Truly a unique and wonderful tea. With their innate sense of style and sophistication, the French elevate even the simple act of taking tea to an art form. From the delightful tea salons dotting every Parisian arrondissement to tea served at outdoor cafes nestled in the hills of Provence you will find French Blend the pinnacle of everything tea.
The Assam component gives the tea richness – like a brocade at Versailles whereas the Nilgiri and Ceylon gives the tea a saucy but sprightly flavor. From Kenya there is romance and mystery with superb golden color notes and from China there is the delicate perfume of Jasmine – so often used in Parisian perfumes. To cement the ‘French’ character, lavender from Provence was added along with some rose petals – a tea fit for the Latin Quarter along the Seine.

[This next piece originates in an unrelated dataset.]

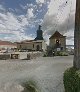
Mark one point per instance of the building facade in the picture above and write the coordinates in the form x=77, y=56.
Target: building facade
x=38, y=44
x=57, y=42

Tea became the fashionable beverage in French society toward the end of the reign of Louis XIV. Members of the upper class would gather to debate issues of the day and drink tea. Princess of Palatine remarked in 1706 that tea could make one chaste and therefore was better for Catholic priests than for Protestant ministers.
French art romanticized the tea hour in their paintings as artists such as Chardin and Boucher painter teapots into the rich still-life works and portrayed society at festive teas set in exquisitely furnished rooms. They captured voluptuous women taking tea in the intimacy of their boudoirs or languishing at tea tables resplendent with silver and lace. One of the more ambitious teas paintings was Barthelemy’s 'Le The a l’Anglais' which he painted in 1776. The elaborate work depicts Mozart at the harpsichord performing for the gentry seated at tea tables in the Paris salon of the Prince de Conti.
What really makes French tea unique is the accompaniment of ‘one patisserie’. Careme (1783-1833), a celebrated patisserie chef declared a pastry to be one of the noblest forms of architecture. One of our favorite methods of taking French tea is with a buttery croissant, ‘pain au chocolat’ or ‘le muffin’ accompanied by a fruit confiture.